What emerges from the Nixon-Kissinger private exchanges is that Pakistan’s foremost ally was clear in its mind that Yahya had embarked on a path of self-destruction. Pakistan, they knew, couldn’t win a war against India in the East. At various point they even tried telling this to the “big, honourable, stupid man” that was the Pakistani President. However, as Kissinger was to confess later, Yahya “was oblivious to his perils and unprepared to face necessities. He and his colleagues did not feel India was planning war; if so, they were convinced that they would win. When I asked tactfully as I could about the Indian advantage in numbers and equipment, Yahya and his colleagues answered with bravado about the historic superiority of Moslem fighters.”

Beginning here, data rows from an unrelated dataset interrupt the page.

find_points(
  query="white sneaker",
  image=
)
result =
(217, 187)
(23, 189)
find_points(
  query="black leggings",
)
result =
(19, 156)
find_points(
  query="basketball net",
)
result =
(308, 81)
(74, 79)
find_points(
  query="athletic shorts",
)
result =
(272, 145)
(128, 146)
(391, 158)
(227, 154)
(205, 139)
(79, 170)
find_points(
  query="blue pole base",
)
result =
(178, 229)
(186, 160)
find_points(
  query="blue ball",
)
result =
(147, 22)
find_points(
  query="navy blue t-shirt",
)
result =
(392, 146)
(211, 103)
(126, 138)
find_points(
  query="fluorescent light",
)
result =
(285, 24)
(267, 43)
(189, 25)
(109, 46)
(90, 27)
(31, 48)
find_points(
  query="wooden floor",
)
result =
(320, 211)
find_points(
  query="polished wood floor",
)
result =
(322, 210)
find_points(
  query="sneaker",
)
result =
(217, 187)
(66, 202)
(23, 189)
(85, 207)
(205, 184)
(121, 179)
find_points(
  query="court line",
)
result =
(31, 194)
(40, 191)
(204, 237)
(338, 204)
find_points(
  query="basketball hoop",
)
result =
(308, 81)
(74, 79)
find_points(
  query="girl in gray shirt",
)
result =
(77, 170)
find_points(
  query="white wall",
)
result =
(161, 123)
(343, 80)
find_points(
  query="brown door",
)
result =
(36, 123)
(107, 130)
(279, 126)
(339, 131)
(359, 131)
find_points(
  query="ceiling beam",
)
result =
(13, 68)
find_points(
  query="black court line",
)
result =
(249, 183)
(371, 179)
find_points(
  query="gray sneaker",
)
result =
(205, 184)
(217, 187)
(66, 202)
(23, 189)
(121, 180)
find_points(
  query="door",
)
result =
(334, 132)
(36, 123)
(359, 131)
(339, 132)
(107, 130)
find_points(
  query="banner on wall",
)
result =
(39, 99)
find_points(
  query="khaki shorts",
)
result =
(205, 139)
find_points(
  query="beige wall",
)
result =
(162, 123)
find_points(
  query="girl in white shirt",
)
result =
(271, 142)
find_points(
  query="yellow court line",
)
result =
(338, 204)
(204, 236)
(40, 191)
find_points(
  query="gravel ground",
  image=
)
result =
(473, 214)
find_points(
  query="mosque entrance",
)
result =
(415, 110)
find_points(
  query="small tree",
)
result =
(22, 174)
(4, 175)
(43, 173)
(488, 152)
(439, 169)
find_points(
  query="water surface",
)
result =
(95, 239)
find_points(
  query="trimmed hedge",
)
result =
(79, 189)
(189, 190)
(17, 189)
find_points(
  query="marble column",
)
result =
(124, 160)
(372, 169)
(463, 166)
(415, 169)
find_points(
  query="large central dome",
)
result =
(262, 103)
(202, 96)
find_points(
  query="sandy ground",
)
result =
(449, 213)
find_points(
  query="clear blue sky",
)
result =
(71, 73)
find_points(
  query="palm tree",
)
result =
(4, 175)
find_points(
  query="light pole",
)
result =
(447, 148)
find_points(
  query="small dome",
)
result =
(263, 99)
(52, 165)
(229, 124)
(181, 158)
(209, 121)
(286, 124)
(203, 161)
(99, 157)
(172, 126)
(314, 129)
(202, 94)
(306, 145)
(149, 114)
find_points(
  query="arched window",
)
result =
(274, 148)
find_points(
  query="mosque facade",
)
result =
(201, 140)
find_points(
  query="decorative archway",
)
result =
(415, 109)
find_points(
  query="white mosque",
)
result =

Ayub Khan too had believes that one Pakistani soldier was equal in worth to 20 Hindu fighters. This was the basis of his war to occupy Kashmir and even reach Delhi in 1965. In both 1965 and 1971, Pakistan failed to live up its exalted self-esteem. Yet the belief in its superior national character has never waned. There is a big section of the Pakistan establishment that believes that the country was “betrayed” in all its wars against India. Consequently, the belief that unflinching Islamic nationalism is the only way to realise Pakistan’s manifest destiny (in Kashmir or elsewhere) is deep-rooted and widespread.

For India this implies permanent danger on the frontiers. The threat is doubled by Pakistan’s nuclear doctrine that is premised on the understanding that the adversary in India is somehow a sub-human whose elimination is also a religious duty.

Beginning with Indira Gandhi and P.N. Haksar who felt that Pakistan must be allowed to recover from Dacca debacle with an iota of self-respect, to Prime Minister Manmohan Singh whose perception of the Pakistani national character is coloured by pre-Partition nostalgia, India has tried its best to couch neighbourly relations with civility and the lure of good economics. After each disappointment, India has tried to begin afresh, believing that pragmatism will mark every new generation in Pakistan. Each time history has hit back. 

In dealing with Pakistan, India cannot eschew institutional memory. We may have changed, become more cosmopolitan, more global and more post-national. Across the Radcliffe Line, however, the mindset of 1971 is alive and dreaming of revenge.